São 159 pedidos de todo o Paraná, compilados pela assessoria do deputado federal Osmar Serraglio (PMDB), que coordena a bancada federal. Só de investimentos demandados pelo secretário de Estado de Infraestrutura e Logística (Seil), Pepe Richa, são 21 requisições no valor total de R$ 2,5 bilhões. Se a bancada resolvesse atender todos os pedidos do irmão do governador Beto Richa (PSDB), por exemplo, estariam quadruplicando o orçamento que a Seil terá em 2013, definido em R$ 750 milhões.

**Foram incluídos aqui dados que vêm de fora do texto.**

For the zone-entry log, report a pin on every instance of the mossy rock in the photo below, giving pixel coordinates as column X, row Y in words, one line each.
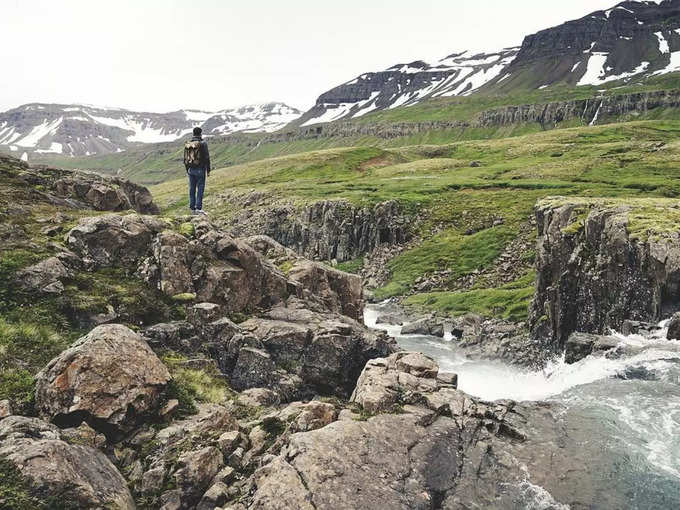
column 187, row 229
column 186, row 297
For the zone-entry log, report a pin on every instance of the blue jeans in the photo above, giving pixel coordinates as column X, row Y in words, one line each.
column 196, row 188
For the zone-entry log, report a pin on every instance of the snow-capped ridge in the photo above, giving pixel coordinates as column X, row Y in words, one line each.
column 85, row 130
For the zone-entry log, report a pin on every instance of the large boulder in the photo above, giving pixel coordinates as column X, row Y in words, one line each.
column 582, row 345
column 326, row 351
column 45, row 277
column 595, row 271
column 109, row 378
column 104, row 193
column 114, row 240
column 337, row 291
column 59, row 472
column 340, row 292
column 402, row 378
column 450, row 452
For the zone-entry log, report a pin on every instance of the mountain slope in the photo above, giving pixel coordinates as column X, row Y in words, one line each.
column 83, row 130
column 408, row 84
column 632, row 41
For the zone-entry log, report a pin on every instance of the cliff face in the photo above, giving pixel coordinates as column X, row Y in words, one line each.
column 326, row 230
column 597, row 267
column 631, row 39
column 408, row 84
column 597, row 110
column 594, row 110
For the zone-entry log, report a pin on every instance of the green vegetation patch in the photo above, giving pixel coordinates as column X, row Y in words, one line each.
column 451, row 251
column 351, row 266
column 205, row 384
column 510, row 302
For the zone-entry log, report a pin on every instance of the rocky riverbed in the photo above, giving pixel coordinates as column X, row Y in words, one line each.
column 258, row 379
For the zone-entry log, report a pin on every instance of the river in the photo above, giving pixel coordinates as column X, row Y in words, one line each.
column 632, row 402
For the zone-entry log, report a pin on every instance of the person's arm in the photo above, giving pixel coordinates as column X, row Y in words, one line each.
column 206, row 155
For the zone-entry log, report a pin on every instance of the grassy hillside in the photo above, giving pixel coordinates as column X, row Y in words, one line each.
column 470, row 215
column 152, row 164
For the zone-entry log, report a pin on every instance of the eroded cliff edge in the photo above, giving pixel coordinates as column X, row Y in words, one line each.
column 601, row 262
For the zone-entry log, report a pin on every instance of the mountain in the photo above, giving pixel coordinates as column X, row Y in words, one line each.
column 408, row 84
column 631, row 41
column 84, row 130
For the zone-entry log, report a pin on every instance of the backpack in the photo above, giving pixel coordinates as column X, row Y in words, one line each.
column 193, row 155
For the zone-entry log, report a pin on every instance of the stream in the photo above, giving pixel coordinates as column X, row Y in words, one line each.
column 630, row 404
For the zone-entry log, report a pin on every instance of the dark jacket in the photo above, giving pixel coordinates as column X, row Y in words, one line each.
column 205, row 154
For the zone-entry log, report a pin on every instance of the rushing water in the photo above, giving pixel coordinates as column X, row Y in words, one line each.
column 633, row 400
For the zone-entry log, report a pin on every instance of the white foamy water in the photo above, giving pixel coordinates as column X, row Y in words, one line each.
column 639, row 387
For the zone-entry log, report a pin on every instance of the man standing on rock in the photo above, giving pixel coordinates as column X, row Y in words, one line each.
column 197, row 164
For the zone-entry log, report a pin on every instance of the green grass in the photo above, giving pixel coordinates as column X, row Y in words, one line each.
column 459, row 206
column 194, row 384
column 510, row 301
column 451, row 251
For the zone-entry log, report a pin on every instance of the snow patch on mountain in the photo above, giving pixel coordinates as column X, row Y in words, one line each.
column 85, row 130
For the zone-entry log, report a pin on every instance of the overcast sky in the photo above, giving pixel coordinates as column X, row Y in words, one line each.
column 163, row 55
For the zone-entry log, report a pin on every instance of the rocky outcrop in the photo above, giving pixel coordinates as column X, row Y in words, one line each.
column 595, row 110
column 45, row 277
column 335, row 290
column 338, row 291
column 426, row 326
column 326, row 230
column 582, row 345
column 60, row 473
column 109, row 378
column 210, row 265
column 315, row 352
column 625, row 37
column 444, row 450
column 594, row 274
column 674, row 327
column 403, row 378
column 83, row 190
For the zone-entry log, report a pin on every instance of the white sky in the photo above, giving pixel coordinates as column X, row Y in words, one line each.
column 163, row 55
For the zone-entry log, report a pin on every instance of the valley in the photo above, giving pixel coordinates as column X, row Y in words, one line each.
column 459, row 278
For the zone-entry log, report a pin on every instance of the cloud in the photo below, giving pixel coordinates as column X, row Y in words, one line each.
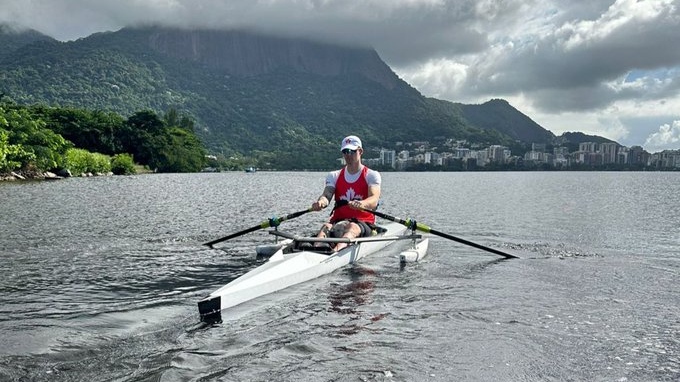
column 667, row 138
column 605, row 64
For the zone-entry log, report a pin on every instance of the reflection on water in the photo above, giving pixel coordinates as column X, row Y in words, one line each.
column 101, row 277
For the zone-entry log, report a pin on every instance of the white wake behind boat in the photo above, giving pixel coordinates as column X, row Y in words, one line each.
column 289, row 265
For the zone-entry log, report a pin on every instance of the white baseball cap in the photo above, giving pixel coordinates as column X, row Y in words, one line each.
column 351, row 142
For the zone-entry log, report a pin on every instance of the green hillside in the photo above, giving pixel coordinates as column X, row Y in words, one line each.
column 285, row 102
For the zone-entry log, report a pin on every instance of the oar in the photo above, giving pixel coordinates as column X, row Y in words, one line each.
column 422, row 227
column 271, row 222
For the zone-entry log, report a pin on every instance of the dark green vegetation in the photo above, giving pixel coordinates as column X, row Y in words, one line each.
column 35, row 139
column 256, row 100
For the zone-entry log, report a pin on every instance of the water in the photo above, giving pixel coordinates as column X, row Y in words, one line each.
column 100, row 278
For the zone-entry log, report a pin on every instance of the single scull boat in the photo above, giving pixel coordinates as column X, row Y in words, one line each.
column 290, row 265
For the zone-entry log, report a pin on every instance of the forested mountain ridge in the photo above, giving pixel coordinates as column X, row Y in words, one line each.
column 273, row 98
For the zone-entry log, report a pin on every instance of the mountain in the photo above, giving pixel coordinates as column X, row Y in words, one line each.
column 571, row 140
column 249, row 93
column 506, row 119
column 12, row 39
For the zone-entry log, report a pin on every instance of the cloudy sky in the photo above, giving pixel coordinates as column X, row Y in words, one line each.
column 604, row 67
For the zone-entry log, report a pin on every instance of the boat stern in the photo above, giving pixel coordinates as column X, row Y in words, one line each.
column 210, row 309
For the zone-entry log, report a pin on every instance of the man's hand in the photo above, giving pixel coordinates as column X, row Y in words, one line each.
column 320, row 204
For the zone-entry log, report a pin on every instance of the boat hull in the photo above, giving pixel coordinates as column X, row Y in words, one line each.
column 283, row 270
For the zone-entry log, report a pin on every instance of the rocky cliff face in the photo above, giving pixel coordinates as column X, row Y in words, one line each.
column 242, row 53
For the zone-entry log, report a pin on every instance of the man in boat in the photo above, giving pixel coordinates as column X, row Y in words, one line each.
column 354, row 186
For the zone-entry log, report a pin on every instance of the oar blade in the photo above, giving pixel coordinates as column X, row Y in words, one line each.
column 424, row 228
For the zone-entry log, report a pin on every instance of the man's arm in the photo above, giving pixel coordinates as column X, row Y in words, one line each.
column 324, row 199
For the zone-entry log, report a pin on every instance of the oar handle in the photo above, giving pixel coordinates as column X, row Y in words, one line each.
column 271, row 222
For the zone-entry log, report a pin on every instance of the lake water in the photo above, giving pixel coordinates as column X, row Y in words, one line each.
column 100, row 277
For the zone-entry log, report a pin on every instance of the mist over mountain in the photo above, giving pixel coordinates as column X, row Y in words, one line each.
column 249, row 92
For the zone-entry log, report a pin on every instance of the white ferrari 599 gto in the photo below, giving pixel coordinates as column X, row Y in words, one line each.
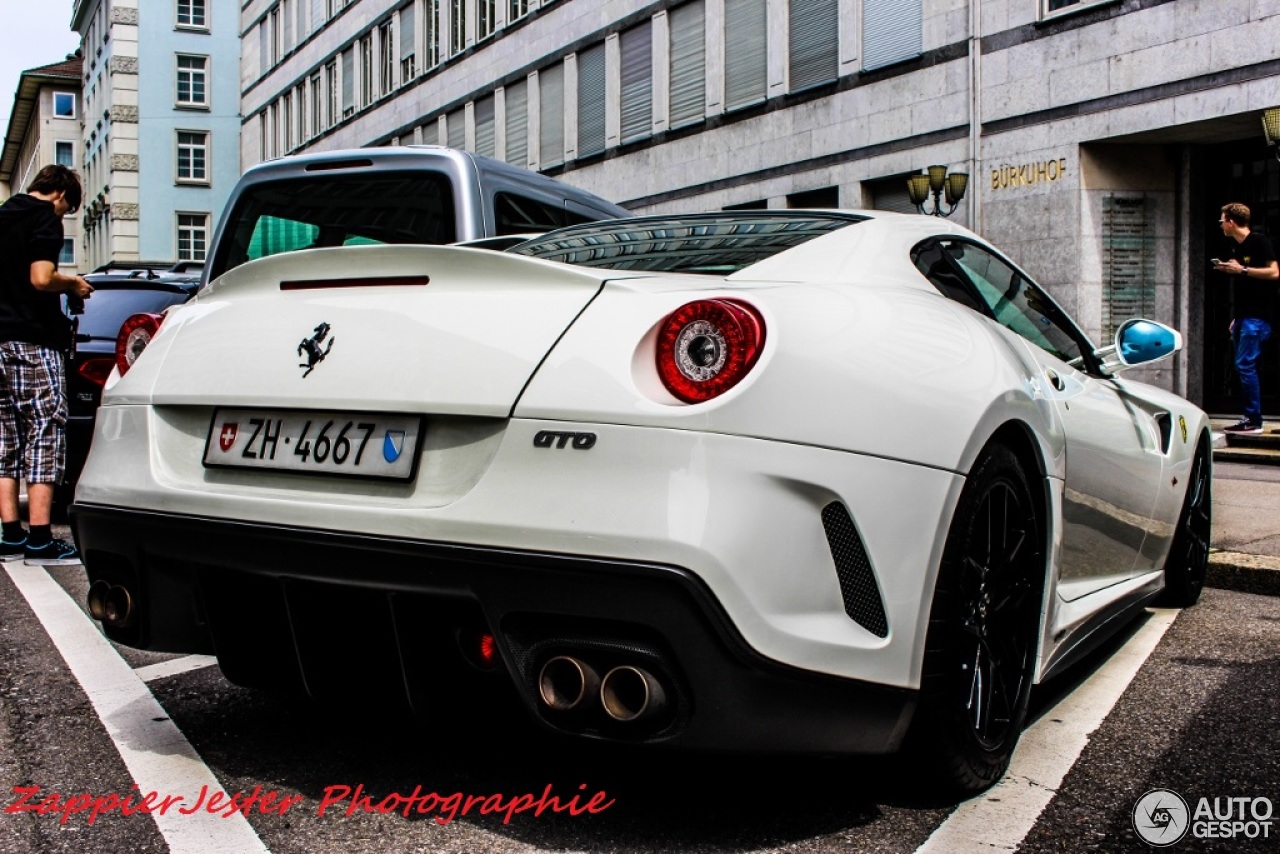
column 827, row 482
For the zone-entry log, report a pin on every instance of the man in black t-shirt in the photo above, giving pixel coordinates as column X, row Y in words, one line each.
column 33, row 333
column 1252, row 260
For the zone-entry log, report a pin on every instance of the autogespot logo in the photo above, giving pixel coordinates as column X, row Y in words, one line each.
column 1161, row 817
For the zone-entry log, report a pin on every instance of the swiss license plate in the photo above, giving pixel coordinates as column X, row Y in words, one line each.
column 365, row 444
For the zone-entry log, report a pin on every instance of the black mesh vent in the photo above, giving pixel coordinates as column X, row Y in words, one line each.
column 856, row 580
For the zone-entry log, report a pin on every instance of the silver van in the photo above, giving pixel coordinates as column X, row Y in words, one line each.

''Devemos apresentar de R$ 800 milhões a R$ 1 bilhão em emendas coletivas'', adianta Serraglio. Nesse valor, por exemplo, estão R$ 20 milhões para o Hospital de Câncer de Umuarama e outros R$ 20 milhões para a construção de um teatro em Londrina, recurso que também poderia ser destinado à reforma do Teatro Ouro Verde, destruído recentemente em um incêndio. Londrina pode ser beneficiada por emendas genéricas, voltadas para a distribuição de recursos em cadeias produtivas ou na rede pública de ensino superior, mas são os dez pedidos identificados que chamam a atenção.
A movimentação da Prefeitura de Londrina, Conselho Municipal de Saúde, Universidade Estadual de Londrina (UEL) e políticos garantiu à cidade uma articulação superior a de outros municípios, como Maringá, cujas demandas específicas somadas ficaram em R$ 164 milhões. ''As emendas coletivas de 2012 ainda não foram liberadas, mas há uma sinalização do governo federal de que as propostas nas áreas de Saúde e Educação serão efetivamente pagas'', explica Serraglio. Uma nova reunião entre os deputados federais e os senadores será realizada na próxima semana.